Once upon a time I fancied myself a writer. As a teenager, I wrote quirky short stories and read them aloud to friends. As a post college graduate, I got paid to write for newspapers, but it wasn’t really the kind of writing I wanted to do and I was broke all the time. I then went into public relations and other than the professional writing I did for work, I stopped working toward my true writing goals and became a cliche. I talked about writing a book, but I was so afraid of my own truth, I stopped writing anything, yet I still referred to myself as a writer. I thank my husband for mocking me for talking more about writing, than actually writing. There’s only so far a husband's level of support can go before it dilutes the other person’s ability to succeed. Thanks for calling me out on this repeatedly Jay.

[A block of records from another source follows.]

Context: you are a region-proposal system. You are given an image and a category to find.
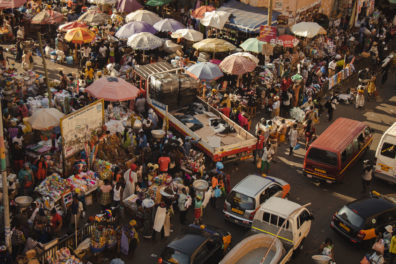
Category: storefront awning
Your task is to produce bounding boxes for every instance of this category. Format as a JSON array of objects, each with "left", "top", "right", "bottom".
[{"left": 217, "top": 0, "right": 280, "bottom": 34}]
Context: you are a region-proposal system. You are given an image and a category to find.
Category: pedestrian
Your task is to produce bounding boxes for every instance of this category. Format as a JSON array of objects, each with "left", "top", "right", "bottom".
[{"left": 362, "top": 160, "right": 373, "bottom": 193}]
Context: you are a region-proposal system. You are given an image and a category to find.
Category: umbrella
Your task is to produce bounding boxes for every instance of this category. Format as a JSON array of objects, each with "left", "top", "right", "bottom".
[
  {"left": 239, "top": 38, "right": 265, "bottom": 53},
  {"left": 186, "top": 62, "right": 223, "bottom": 81},
  {"left": 115, "top": 21, "right": 157, "bottom": 39},
  {"left": 291, "top": 22, "right": 327, "bottom": 38},
  {"left": 117, "top": 0, "right": 143, "bottom": 13},
  {"left": 127, "top": 32, "right": 162, "bottom": 50},
  {"left": 125, "top": 10, "right": 161, "bottom": 25},
  {"left": 58, "top": 21, "right": 88, "bottom": 31},
  {"left": 191, "top": 6, "right": 216, "bottom": 19},
  {"left": 146, "top": 0, "right": 172, "bottom": 6},
  {"left": 85, "top": 76, "right": 140, "bottom": 101},
  {"left": 154, "top": 18, "right": 186, "bottom": 32},
  {"left": 193, "top": 38, "right": 236, "bottom": 52},
  {"left": 0, "top": 0, "right": 26, "bottom": 9},
  {"left": 32, "top": 10, "right": 65, "bottom": 24},
  {"left": 232, "top": 52, "right": 260, "bottom": 65},
  {"left": 28, "top": 108, "right": 65, "bottom": 130},
  {"left": 171, "top": 28, "right": 203, "bottom": 42},
  {"left": 77, "top": 10, "right": 110, "bottom": 25},
  {"left": 201, "top": 11, "right": 231, "bottom": 29},
  {"left": 219, "top": 55, "right": 257, "bottom": 75},
  {"left": 65, "top": 27, "right": 95, "bottom": 44},
  {"left": 276, "top": 35, "right": 299, "bottom": 48}
]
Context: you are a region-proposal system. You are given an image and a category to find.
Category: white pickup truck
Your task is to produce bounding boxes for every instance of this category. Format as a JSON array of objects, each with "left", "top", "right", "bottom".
[{"left": 220, "top": 197, "right": 313, "bottom": 264}]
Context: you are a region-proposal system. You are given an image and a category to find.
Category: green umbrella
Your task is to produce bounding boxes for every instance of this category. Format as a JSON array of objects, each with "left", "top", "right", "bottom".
[
  {"left": 240, "top": 38, "right": 265, "bottom": 53},
  {"left": 146, "top": 0, "right": 172, "bottom": 6}
]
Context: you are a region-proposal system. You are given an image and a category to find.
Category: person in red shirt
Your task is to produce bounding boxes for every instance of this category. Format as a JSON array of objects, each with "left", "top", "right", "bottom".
[{"left": 158, "top": 157, "right": 170, "bottom": 172}]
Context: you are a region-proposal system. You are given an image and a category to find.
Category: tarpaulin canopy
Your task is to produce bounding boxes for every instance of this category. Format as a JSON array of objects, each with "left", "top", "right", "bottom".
[{"left": 217, "top": 0, "right": 280, "bottom": 33}]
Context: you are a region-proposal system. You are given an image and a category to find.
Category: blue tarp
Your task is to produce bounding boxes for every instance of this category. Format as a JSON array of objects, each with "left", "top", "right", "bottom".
[{"left": 217, "top": 0, "right": 280, "bottom": 34}]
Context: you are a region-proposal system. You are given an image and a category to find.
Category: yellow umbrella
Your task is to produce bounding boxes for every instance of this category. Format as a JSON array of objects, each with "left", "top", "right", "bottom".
[
  {"left": 193, "top": 38, "right": 236, "bottom": 53},
  {"left": 65, "top": 27, "right": 95, "bottom": 44}
]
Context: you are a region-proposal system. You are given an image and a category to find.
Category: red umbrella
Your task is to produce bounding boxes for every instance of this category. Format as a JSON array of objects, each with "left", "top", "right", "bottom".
[
  {"left": 85, "top": 76, "right": 140, "bottom": 101},
  {"left": 58, "top": 21, "right": 88, "bottom": 32},
  {"left": 0, "top": 0, "right": 26, "bottom": 9},
  {"left": 276, "top": 35, "right": 299, "bottom": 48},
  {"left": 191, "top": 6, "right": 216, "bottom": 18}
]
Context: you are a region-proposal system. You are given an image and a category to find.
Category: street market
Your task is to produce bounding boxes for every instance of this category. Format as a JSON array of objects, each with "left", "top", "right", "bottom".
[{"left": 0, "top": 0, "right": 396, "bottom": 264}]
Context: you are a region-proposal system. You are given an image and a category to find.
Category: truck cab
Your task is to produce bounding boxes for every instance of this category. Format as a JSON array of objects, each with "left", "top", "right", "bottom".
[{"left": 252, "top": 197, "right": 313, "bottom": 263}]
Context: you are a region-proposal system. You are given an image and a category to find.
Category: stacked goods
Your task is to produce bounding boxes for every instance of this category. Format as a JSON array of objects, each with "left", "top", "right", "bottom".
[{"left": 178, "top": 74, "right": 199, "bottom": 107}]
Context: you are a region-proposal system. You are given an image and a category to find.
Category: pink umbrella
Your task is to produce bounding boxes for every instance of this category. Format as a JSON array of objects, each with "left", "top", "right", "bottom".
[
  {"left": 219, "top": 55, "right": 257, "bottom": 75},
  {"left": 0, "top": 0, "right": 26, "bottom": 9},
  {"left": 276, "top": 35, "right": 299, "bottom": 48},
  {"left": 58, "top": 21, "right": 88, "bottom": 32},
  {"left": 85, "top": 76, "right": 140, "bottom": 101}
]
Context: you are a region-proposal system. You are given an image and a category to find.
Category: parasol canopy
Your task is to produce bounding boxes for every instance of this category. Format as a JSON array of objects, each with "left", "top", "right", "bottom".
[
  {"left": 115, "top": 21, "right": 157, "bottom": 39},
  {"left": 201, "top": 11, "right": 231, "bottom": 29},
  {"left": 32, "top": 10, "right": 65, "bottom": 25},
  {"left": 127, "top": 32, "right": 163, "bottom": 50},
  {"left": 85, "top": 76, "right": 140, "bottom": 101},
  {"left": 65, "top": 28, "right": 96, "bottom": 44},
  {"left": 186, "top": 62, "right": 224, "bottom": 81},
  {"left": 171, "top": 28, "right": 203, "bottom": 42},
  {"left": 154, "top": 18, "right": 186, "bottom": 32},
  {"left": 219, "top": 55, "right": 257, "bottom": 75},
  {"left": 28, "top": 108, "right": 65, "bottom": 130},
  {"left": 58, "top": 21, "right": 88, "bottom": 32},
  {"left": 117, "top": 0, "right": 143, "bottom": 13},
  {"left": 146, "top": 0, "right": 172, "bottom": 6},
  {"left": 191, "top": 6, "right": 216, "bottom": 19},
  {"left": 232, "top": 52, "right": 260, "bottom": 65},
  {"left": 276, "top": 35, "right": 299, "bottom": 48},
  {"left": 77, "top": 10, "right": 110, "bottom": 25},
  {"left": 125, "top": 9, "right": 161, "bottom": 25},
  {"left": 290, "top": 22, "right": 327, "bottom": 38},
  {"left": 0, "top": 0, "right": 26, "bottom": 9},
  {"left": 193, "top": 38, "right": 236, "bottom": 52},
  {"left": 239, "top": 38, "right": 265, "bottom": 53}
]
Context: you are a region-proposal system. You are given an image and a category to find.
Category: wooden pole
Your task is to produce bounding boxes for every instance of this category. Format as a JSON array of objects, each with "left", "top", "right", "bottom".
[{"left": 37, "top": 32, "right": 52, "bottom": 107}]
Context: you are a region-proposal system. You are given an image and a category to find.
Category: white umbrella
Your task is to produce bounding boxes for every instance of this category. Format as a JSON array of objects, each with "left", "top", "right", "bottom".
[
  {"left": 291, "top": 22, "right": 327, "bottom": 38},
  {"left": 200, "top": 10, "right": 231, "bottom": 29},
  {"left": 28, "top": 108, "right": 65, "bottom": 130},
  {"left": 125, "top": 9, "right": 161, "bottom": 25},
  {"left": 127, "top": 32, "right": 162, "bottom": 50},
  {"left": 171, "top": 28, "right": 203, "bottom": 42},
  {"left": 232, "top": 52, "right": 259, "bottom": 65}
]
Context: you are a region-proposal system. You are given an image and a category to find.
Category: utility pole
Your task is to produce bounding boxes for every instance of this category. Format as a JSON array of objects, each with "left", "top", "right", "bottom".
[
  {"left": 37, "top": 31, "right": 52, "bottom": 108},
  {"left": 268, "top": 0, "right": 274, "bottom": 26},
  {"left": 0, "top": 101, "right": 12, "bottom": 253}
]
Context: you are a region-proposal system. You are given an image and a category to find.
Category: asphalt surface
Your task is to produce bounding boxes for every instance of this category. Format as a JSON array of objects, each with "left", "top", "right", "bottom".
[{"left": 6, "top": 44, "right": 396, "bottom": 264}]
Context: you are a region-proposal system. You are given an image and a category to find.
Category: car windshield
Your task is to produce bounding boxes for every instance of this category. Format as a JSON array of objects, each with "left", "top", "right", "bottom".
[
  {"left": 161, "top": 247, "right": 190, "bottom": 264},
  {"left": 338, "top": 206, "right": 364, "bottom": 227},
  {"left": 227, "top": 191, "right": 255, "bottom": 210}
]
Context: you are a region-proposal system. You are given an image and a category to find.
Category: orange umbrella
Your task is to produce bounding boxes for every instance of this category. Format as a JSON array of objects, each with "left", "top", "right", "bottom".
[
  {"left": 65, "top": 27, "right": 95, "bottom": 44},
  {"left": 191, "top": 6, "right": 216, "bottom": 19}
]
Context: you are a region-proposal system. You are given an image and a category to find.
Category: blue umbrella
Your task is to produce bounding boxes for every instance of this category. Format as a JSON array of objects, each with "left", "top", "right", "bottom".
[
  {"left": 116, "top": 21, "right": 157, "bottom": 39},
  {"left": 153, "top": 18, "right": 186, "bottom": 32},
  {"left": 186, "top": 62, "right": 223, "bottom": 81}
]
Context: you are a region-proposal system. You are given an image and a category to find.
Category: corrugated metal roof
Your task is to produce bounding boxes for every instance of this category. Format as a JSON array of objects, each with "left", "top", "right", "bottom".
[{"left": 311, "top": 118, "right": 366, "bottom": 152}]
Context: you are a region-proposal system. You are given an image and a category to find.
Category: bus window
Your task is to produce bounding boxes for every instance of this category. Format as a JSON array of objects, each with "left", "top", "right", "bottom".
[{"left": 307, "top": 148, "right": 338, "bottom": 166}]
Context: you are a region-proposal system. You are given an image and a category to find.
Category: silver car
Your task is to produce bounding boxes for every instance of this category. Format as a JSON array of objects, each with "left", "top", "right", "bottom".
[{"left": 223, "top": 175, "right": 290, "bottom": 227}]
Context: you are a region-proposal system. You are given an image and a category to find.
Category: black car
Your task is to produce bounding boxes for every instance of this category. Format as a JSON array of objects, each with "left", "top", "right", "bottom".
[
  {"left": 330, "top": 197, "right": 396, "bottom": 243},
  {"left": 158, "top": 225, "right": 231, "bottom": 264}
]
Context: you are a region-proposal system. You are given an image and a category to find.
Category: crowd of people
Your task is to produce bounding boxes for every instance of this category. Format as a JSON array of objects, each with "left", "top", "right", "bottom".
[{"left": 0, "top": 1, "right": 396, "bottom": 263}]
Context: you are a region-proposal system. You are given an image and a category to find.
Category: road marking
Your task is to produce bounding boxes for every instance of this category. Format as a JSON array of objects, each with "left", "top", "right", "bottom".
[{"left": 331, "top": 192, "right": 356, "bottom": 203}]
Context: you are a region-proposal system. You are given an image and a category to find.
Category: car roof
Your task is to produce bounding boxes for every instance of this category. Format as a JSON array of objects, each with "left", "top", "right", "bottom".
[
  {"left": 260, "top": 197, "right": 301, "bottom": 219},
  {"left": 232, "top": 175, "right": 276, "bottom": 197},
  {"left": 347, "top": 197, "right": 396, "bottom": 218},
  {"left": 168, "top": 234, "right": 208, "bottom": 256}
]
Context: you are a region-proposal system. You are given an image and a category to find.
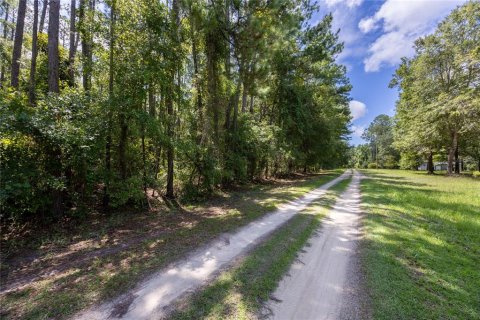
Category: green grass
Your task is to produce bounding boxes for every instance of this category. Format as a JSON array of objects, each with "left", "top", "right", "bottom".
[
  {"left": 361, "top": 170, "right": 480, "bottom": 319},
  {"left": 0, "top": 170, "right": 343, "bottom": 319},
  {"left": 170, "top": 175, "right": 351, "bottom": 319}
]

Here’s my attempt to reclaim the working title of writer. I want to thank my cousin, Life Coach Paige, for encouraging me to write this blog. I also want to say right off the bat that the kind of writing I intend to include in this blog is inspired by my favorite pop cultural essayists – Tom Wolfe and Chuck Klosterman. And yes, 
the title of the blog is an homage to my favorite Black Crowes song.


My only criteria for starting a blog, is that it be as truthful and authentic as possible. I made a vow to myself that I would share warts and all experiences here in this space. While it would be less uncomfortable to write mostly about the pleasant things in my life, I would be doing myself a huge disservice if I didn’t write about everything. This is also an attempt to highlight my writing abilities so that I can eventually get the kind of writing job I have always wanted. 

I hope to share insight, write essays about pop culture, religion and the travails of life in this forum. For those of you saying, what the frig’ does Jill know? Well, I can only say that I will work diligently to make myself worthy of your interest.